Op-Ed: Washington state must get serious about kids with guns

THE 17-year-old boy was hanging out with his friends in a city park. When he saw the police approaching, he tossed his backpack inside a trash can and ran off. When police opened the backpack, they found a loaded .45-caliber handgun among his school books.

An armed juvenile is a threat to the peace of the community, and gun possession by a juvenile is a felony offense when it is not associated with hunting or organized shooting events.

Several weeks later, the teenager stood before a Juvenile Court judge who gave him a standard sentence for his illegal handgun. The judge also sent him a strong message:

The sentence: six months of probation, 40 hours of community service, and a deferred disposition, meaning that the conviction would disappear from his record in a matter of months.

The message? Carrying a gun in your school backpack is no big deal.

Fast forward eight months: The same young man, who had just turned 18, knocks on the back door of a Central District nightclub. The door is opened and he walks in, firing another handgun. He kills one man, severely injures another, and fires nine shots into the crowded club.

The young man now awaits trial in adult court for first-degree murder and assault. This time, he faces a 30-year prison sentence.

The new message? Using the gun in your backpack is a very big deal.

The scenario above is not only true, there are six more just like it from King County in the last year. In each of these six cases of murder and aggravated assault, the teenage defendant had recently been sentenced in Juvenile Court for gun possession, where they each received a minimal sentence. Within a year, each had committed a violent gun crime that landed them in adult court, facing decades in prison.

Young men, armed with guns, roaming the streets of Seattle ought to raise serious concern in the eyes of the law. Instead, unlawful gun possession in Juvenile Court is one of the least-serious crimes on the books.

The sentencing law for juveniles convicted of illegal gun possession is as follows:

• First conviction, zero to 30 days detention, zero to 12 months probation;

• Second conviction, same as the first, zero to 30 days detention, zero to 12 months probation;

• Third conviction, the same;

• Fourth conviction — If the first three trips through the court system didn’t teach the offender a lesson, well, they still only face 0 to 30 days in detention, zero to 12 months probation.

What you have read is not a typo.
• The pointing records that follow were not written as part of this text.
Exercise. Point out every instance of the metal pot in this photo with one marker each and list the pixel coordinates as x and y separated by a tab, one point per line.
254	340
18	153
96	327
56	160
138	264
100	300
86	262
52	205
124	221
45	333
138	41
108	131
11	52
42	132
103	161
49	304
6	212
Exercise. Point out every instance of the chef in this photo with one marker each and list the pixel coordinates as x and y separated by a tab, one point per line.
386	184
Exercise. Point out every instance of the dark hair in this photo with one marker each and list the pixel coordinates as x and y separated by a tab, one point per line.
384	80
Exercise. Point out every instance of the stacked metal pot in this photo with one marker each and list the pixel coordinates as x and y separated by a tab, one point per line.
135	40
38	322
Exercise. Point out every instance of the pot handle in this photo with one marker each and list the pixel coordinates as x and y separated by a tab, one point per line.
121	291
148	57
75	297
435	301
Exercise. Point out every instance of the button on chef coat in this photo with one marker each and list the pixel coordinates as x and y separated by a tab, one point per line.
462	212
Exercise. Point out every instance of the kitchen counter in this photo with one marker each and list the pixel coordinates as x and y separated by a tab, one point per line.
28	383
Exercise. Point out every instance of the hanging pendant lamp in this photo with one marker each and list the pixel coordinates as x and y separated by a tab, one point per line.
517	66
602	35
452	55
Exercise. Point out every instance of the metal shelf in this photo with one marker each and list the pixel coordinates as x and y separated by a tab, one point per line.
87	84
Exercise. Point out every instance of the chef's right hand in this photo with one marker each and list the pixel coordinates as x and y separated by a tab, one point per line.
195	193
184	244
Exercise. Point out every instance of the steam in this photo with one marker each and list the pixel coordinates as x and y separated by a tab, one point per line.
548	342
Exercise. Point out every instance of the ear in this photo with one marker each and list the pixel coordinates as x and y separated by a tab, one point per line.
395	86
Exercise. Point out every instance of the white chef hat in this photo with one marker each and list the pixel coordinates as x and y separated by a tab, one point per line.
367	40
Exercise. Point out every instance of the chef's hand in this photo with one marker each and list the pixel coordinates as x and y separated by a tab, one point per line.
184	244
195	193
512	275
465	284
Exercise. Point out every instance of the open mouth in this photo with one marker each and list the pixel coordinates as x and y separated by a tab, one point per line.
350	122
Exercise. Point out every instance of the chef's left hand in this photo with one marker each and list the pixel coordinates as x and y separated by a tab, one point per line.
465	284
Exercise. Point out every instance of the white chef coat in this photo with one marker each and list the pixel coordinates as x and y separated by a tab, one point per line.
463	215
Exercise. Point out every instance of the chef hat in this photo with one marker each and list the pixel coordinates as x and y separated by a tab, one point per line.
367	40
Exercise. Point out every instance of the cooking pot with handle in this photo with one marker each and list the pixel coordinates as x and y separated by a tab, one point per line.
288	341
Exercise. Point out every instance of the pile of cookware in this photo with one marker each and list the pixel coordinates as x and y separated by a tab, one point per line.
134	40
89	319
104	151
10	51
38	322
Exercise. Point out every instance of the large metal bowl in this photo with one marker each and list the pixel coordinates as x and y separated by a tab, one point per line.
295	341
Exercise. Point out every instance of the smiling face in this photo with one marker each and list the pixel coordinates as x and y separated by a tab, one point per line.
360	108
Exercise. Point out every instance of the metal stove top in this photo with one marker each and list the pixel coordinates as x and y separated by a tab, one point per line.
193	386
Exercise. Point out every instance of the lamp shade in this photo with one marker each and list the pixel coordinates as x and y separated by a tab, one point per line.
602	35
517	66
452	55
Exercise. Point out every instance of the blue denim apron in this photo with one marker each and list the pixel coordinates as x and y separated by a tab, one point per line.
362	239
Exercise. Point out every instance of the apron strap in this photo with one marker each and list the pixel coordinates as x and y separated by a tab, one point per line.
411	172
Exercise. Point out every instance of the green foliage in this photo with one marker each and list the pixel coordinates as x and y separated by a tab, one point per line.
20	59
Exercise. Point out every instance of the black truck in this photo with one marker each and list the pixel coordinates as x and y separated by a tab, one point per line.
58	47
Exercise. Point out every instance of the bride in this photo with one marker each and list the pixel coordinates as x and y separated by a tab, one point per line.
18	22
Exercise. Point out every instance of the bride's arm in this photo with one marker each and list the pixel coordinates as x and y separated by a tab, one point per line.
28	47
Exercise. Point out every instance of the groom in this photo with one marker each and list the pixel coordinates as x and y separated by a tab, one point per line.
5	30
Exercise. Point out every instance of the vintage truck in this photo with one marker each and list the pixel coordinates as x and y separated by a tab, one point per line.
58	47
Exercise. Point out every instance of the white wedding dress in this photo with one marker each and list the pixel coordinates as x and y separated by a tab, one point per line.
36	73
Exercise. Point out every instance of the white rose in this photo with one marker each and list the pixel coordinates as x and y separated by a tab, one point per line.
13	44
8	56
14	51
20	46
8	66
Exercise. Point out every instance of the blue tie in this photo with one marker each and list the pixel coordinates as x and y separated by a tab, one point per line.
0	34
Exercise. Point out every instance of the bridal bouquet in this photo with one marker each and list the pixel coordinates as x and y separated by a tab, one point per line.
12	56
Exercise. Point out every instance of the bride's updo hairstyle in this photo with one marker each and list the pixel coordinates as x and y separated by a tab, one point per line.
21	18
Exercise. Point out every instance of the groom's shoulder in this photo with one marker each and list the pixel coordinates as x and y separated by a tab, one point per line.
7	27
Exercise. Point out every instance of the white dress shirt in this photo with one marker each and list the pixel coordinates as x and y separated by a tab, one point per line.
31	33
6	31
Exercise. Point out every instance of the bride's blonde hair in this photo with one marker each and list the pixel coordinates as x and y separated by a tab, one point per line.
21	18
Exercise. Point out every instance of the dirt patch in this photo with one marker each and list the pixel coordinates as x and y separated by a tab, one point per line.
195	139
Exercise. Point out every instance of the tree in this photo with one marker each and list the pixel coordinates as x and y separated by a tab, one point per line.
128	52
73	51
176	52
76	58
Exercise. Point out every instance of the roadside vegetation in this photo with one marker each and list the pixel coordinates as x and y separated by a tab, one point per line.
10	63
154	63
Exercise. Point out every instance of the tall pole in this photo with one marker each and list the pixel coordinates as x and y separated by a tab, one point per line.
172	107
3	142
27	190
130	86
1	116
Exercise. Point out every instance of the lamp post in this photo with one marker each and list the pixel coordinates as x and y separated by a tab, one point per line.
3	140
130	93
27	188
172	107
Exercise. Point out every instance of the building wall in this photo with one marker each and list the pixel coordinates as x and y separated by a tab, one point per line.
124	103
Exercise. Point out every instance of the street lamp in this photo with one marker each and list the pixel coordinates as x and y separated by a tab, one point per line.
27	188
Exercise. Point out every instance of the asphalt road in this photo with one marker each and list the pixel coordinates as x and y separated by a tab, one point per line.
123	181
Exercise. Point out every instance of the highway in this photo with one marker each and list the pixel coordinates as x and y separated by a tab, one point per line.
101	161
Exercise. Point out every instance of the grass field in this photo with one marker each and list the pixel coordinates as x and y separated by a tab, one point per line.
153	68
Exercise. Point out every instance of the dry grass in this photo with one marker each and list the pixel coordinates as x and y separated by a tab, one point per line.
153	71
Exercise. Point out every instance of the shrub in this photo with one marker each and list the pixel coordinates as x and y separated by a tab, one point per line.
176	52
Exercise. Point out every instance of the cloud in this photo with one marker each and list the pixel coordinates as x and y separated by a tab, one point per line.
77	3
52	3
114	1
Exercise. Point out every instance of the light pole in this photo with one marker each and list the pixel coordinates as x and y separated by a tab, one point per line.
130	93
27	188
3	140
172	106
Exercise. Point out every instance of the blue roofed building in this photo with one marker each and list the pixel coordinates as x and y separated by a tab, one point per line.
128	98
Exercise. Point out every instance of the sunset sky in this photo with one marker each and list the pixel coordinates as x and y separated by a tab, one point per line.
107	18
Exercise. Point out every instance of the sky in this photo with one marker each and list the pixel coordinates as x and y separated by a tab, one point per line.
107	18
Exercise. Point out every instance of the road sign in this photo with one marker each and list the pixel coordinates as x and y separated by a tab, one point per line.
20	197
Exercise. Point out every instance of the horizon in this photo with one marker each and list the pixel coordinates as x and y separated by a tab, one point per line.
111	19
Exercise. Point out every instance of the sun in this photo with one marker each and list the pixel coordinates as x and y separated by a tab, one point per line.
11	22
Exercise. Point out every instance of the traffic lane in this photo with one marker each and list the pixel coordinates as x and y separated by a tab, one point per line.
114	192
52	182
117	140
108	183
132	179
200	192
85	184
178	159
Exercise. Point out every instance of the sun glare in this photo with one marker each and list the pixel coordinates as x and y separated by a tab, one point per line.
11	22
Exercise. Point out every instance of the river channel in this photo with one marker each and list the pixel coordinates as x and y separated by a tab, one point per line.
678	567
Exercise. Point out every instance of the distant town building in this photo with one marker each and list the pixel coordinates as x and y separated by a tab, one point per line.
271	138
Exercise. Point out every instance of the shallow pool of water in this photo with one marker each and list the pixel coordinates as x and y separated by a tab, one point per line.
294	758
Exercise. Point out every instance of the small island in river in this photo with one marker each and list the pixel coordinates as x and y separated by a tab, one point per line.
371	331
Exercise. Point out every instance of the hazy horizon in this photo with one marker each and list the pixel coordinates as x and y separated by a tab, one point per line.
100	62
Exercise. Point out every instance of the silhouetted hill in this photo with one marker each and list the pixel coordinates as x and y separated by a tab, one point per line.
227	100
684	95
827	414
Only upon the fifth felony conviction will the sentence require that the juvenile spend some time (15 to 36 weeks) out of the community and in a state Juvenile Rehabilitation Administration (JRA) facility, like Echo Glen near North Bend.

At Echo Glen, youthful offenders spend time with counselors and engage in research-based programming designed to get them to see the consequences of their actions, and to take responsibility for their own decisions — like the decision to carry a gun.

At Echo Glen, juvenile offenders also learn that this state will treat them as an adult if they choose to use a gun, even if they are only 16 or 17.

We have failed our youth with the current sentencing model, which does so very little to deter or teach a kid about the danger of the decision to carry a gun.

We cannot wait until a kid has five felony convictions for carrying a handgun before we act to remove them from the community. That is a failed law that endangers both the kid and the community.

Nor can we wait until they decide to squeeze the trigger before imposing significant consequences. The qualitative difference between carrying a gun and using it is not that great — especially for young people who do not always link actions to consequences. And yet when a kid carries a gun and is caught and arrested, virtually nothing happens to them in court. Once they use the gun, the system comes down upon them like a ton of bricks — adult court and adult sentences await.

This next legislative session, county prosecutors from all over the state will ask lawmakers to treat juvenile gun possession as a serious crime, with the result that the first conviction earns the offender a trip to a JRA facility for 15 to 36 weeks, instead of the fifth conviction. Our goal is to make it quite clear to all youth the decision to carry a gun is a serious life-altering decision, with life-altering consequences.

We are all alarmed at the escalation of youth violence, and many community leaders are wondering out loud what we should do about kids who carry guns. I believe we should start by paying attention to kids who arm themselves to go to school or drive around their neighborhood.

An armed juvenile is a red flag that we ignore at our own peril.